The limitations of our work must be considered. The course was delivered in the midst of a global pandemic which, as above, confounded many planned analyses. Not only did the delivery method change, but examination content and procedures were altered. For example, IUSM students usually take a customized but standard proctored final examination; however, virtual proctoring was financially prohibitive and the customized examination unavailable. Consequently, our analyses became limited as there was no baseline. However, we assume the pandemic will eventually end and the impact of the curriculum redesign on the standardized course exams may be accomplished. Further, eventually this and future cohorts of first-year medical students will take standardized licensing examinations, allowing for comparison across teaching modalities. Finally, the IUSM campus is somewhat unique in that there are 9 campuses spanning the state. While N&B instruction was centralized during the 2020 academic as a result of the pandemic, this structure may limit the generalizability of our results. However, future studies could also include cost analysis of running the curriculum from one centralized campus versus running the course on each specific campus.
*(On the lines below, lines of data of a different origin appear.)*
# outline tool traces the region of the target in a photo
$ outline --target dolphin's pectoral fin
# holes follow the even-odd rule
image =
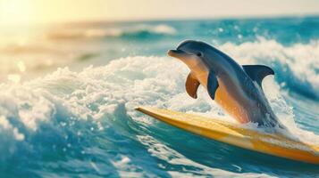
[[[264,77],[268,75],[274,75],[274,71],[263,65],[243,65],[242,66],[246,73],[249,76],[252,80],[255,80],[260,87],[262,87],[262,81]]]
[[[209,72],[207,80],[207,91],[209,96],[214,100],[214,93],[218,88],[218,80],[214,72]]]
[[[192,73],[189,73],[189,76],[187,77],[185,86],[186,86],[186,92],[189,93],[189,95],[194,99],[197,98],[197,88],[199,86],[199,82],[198,80],[192,75]]]

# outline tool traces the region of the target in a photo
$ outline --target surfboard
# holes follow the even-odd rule
[[[168,125],[217,142],[296,161],[319,164],[319,145],[194,114],[150,107],[136,109]]]

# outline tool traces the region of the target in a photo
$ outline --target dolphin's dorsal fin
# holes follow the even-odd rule
[[[190,72],[189,76],[187,77],[185,86],[186,86],[186,92],[189,93],[189,95],[194,99],[197,98],[197,88],[199,86],[200,83],[198,80],[195,77],[195,76]]]
[[[207,79],[207,92],[209,96],[214,100],[214,93],[218,88],[218,80],[214,72],[210,71]]]
[[[267,67],[263,65],[243,65],[242,66],[245,72],[249,76],[249,77],[256,81],[260,87],[262,87],[262,81],[264,77],[268,75],[274,75],[274,71]]]

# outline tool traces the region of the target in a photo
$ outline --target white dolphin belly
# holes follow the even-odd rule
[[[191,68],[191,71],[195,74],[199,83],[206,89],[209,69],[200,61]],[[218,78],[218,77],[217,77]],[[218,80],[218,88],[215,93],[214,101],[231,117],[236,118],[240,123],[248,123],[250,121],[247,109],[239,103],[236,98],[233,98],[230,93],[230,88],[227,88],[222,80]]]

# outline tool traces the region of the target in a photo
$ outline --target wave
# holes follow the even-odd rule
[[[282,87],[319,100],[319,41],[284,46],[259,37],[254,42],[226,43],[219,47],[241,64],[271,66]]]
[[[150,37],[159,36],[172,36],[176,29],[165,24],[155,26],[137,25],[129,28],[63,29],[51,32],[49,39],[96,39],[101,37]]]
[[[232,44],[225,44],[222,48]],[[175,60],[128,57],[113,61],[106,66],[89,67],[81,72],[64,68],[23,84],[1,84],[0,150],[3,157],[0,161],[10,163],[19,159],[33,163],[33,159],[36,162],[43,158],[56,160],[66,155],[102,154],[105,161],[112,162],[112,166],[118,169],[123,166],[132,168],[134,164],[143,165],[139,162],[143,158],[122,156],[121,160],[125,160],[116,162],[119,158],[112,155],[112,150],[115,154],[118,148],[131,144],[131,148],[123,151],[149,159],[144,151],[134,152],[140,150],[139,145],[153,147],[155,141],[160,144],[155,135],[170,137],[165,128],[161,125],[157,128],[158,123],[134,110],[139,105],[200,112],[231,121],[232,118],[209,99],[203,88],[200,88],[197,100],[186,94],[184,82],[188,72],[187,68]],[[280,86],[273,78],[267,77],[264,86],[271,105],[281,120],[294,132],[308,133],[296,126],[291,108],[281,95]],[[156,132],[160,134],[155,134]],[[95,138],[95,135],[99,137]],[[313,134],[308,139],[314,142],[317,136]],[[103,148],[111,152],[103,153]],[[150,151],[157,150],[154,149]],[[166,158],[161,158],[162,161],[169,161]],[[185,161],[187,158],[181,159]]]

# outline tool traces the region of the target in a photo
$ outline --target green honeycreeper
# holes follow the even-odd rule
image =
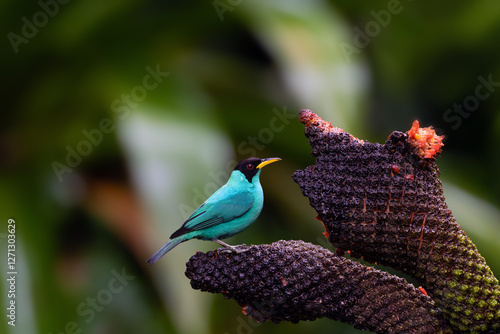
[[[200,205],[170,240],[146,262],[153,265],[163,255],[181,242],[190,239],[212,240],[239,252],[238,248],[221,241],[240,233],[260,215],[264,205],[264,193],[260,185],[260,173],[280,158],[248,158],[240,161],[229,180]]]

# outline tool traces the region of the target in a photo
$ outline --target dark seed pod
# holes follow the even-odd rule
[[[303,241],[197,253],[186,276],[194,289],[236,300],[259,322],[328,317],[376,333],[453,333],[432,299],[406,280]]]
[[[301,122],[316,164],[297,182],[337,247],[415,277],[464,333],[500,331],[500,286],[445,202],[441,137],[414,123],[384,145],[359,140],[309,110]]]

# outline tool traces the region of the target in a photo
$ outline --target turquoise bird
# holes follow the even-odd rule
[[[248,158],[240,161],[229,180],[200,205],[170,240],[146,262],[153,265],[181,242],[190,239],[212,240],[235,252],[240,250],[221,239],[229,238],[250,226],[260,215],[264,193],[260,185],[262,168],[280,158]]]

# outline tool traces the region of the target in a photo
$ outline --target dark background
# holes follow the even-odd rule
[[[448,204],[500,274],[498,1],[7,0],[0,15],[2,305],[9,218],[18,271],[0,332],[358,332],[260,325],[192,290],[184,264],[214,243],[145,265],[249,155],[283,161],[227,241],[328,247],[290,177],[313,163],[301,108],[370,141],[415,119],[444,134]]]

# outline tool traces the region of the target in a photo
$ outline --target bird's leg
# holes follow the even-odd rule
[[[249,250],[250,250],[250,248],[249,248],[249,247],[248,247],[248,248],[245,248],[245,249],[241,249],[241,248],[238,248],[238,247],[236,247],[236,246],[231,246],[231,245],[226,244],[224,241],[219,240],[219,239],[216,239],[216,240],[214,240],[214,241],[215,241],[216,243],[218,243],[219,245],[224,246],[224,247],[226,247],[226,248],[228,248],[228,249],[232,250],[232,251],[233,251],[233,252],[235,252],[235,253],[243,253],[243,252],[246,252],[246,251],[249,251]]]

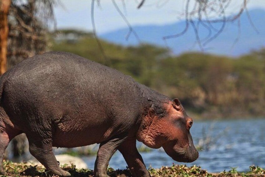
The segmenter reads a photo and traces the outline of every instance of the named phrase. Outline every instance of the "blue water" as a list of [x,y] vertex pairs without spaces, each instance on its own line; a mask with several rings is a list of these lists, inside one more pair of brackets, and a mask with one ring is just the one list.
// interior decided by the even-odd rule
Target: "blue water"
[[[195,145],[206,137],[212,140],[208,146],[202,147],[204,150],[199,152],[197,160],[186,164],[188,166],[199,165],[212,172],[236,167],[238,171],[246,171],[253,164],[265,168],[265,119],[195,121],[191,132]],[[162,149],[140,154],[148,167],[185,164],[174,161]],[[95,156],[82,159],[89,168],[93,169]],[[119,152],[109,163],[109,166],[115,169],[125,169],[127,165]]]

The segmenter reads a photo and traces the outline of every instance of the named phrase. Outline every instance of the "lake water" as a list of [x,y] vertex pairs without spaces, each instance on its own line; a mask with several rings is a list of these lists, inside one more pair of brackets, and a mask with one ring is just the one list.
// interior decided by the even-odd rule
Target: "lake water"
[[[238,171],[246,171],[253,164],[265,168],[265,119],[195,121],[191,132],[196,146],[202,140],[211,140],[202,144],[200,148],[204,150],[199,152],[196,161],[186,164],[188,166],[196,164],[212,172],[236,167]],[[162,149],[140,154],[148,167],[160,168],[173,163],[185,164],[174,161]],[[82,159],[89,168],[94,169],[95,156]],[[109,163],[115,169],[125,169],[127,165],[119,152]]]

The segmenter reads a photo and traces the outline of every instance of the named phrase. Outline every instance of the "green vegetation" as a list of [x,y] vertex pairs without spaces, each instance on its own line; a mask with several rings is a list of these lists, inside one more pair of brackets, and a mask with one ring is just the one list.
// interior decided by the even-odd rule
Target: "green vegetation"
[[[45,169],[37,165],[28,166],[25,164],[13,163],[8,161],[4,161],[4,168],[7,172],[7,176],[11,177],[22,176],[53,176]],[[82,177],[92,176],[93,170],[89,169],[77,169],[75,166],[72,164],[64,164],[61,165],[63,169],[69,172],[72,176]],[[205,177],[252,177],[264,176],[265,170],[260,167],[251,166],[249,171],[240,173],[236,170],[236,168],[231,168],[228,172],[223,171],[219,173],[211,173],[206,170],[202,169],[199,166],[195,165],[188,167],[186,165],[173,164],[171,167],[162,167],[160,169],[150,168],[148,169],[152,177],[167,176],[205,176]],[[108,174],[111,177],[131,176],[130,171],[128,169],[114,170],[111,168],[108,169]],[[262,175],[263,176],[262,176]]]
[[[64,33],[61,30],[60,36]],[[69,40],[69,33],[75,32],[66,31],[66,37],[60,40],[53,34],[51,50],[72,52],[102,63],[178,97],[193,117],[265,114],[265,49],[237,58],[199,53],[175,56],[166,49],[150,45],[125,47],[101,40],[105,58],[90,33],[78,31],[75,40]]]

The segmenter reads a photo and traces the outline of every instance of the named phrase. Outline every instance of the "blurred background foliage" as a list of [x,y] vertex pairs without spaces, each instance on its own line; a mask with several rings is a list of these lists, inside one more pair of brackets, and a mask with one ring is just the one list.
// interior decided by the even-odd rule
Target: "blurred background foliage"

A secondary goal of the MS1 psychiatry content redesign was to utilize FC advantages, specifically the reported increase in engagement, knowledge, and enjoyment of material delivered in this fashion, to spur interest in psychiatry and mental health. Of additional import to medical student education is the escalating psychiatry and mental health provider shortage and concurrent increasing prevalence of mental health conditions in society. Suicide is now a top 10 cause of death in the USA. Reducing the stigma associated with mental illness and/or inspiring medical students to become psychiatrists through engaging education is one way to address the crisis. There have been limited studies on the impact of the flipped classroom on choosing psychiatry as a specialty, with one study revealing the learning methodology was without impact [23]. Post-pandemic, with increasing reports of anxiety, depression, and substance-related challenges, increasing the capacity to treat mental health is paramount. Eventually, we hope to examine the impact of our curriculum change on students’ perception of psychiatry.

Conclusion

In summary, our results demonstrate a positive relationship between student engagement and class performance. Additionally, the FC approach was well perceived by both students and faculty, with most students preferring in-class questions to lectures. Although limited studies have found no correlation between USMLE Step 1 scores and FC approaches [23], our future research will evaluate performance on these exams and during third-year clerkships before and after the psychiatry curriculum change.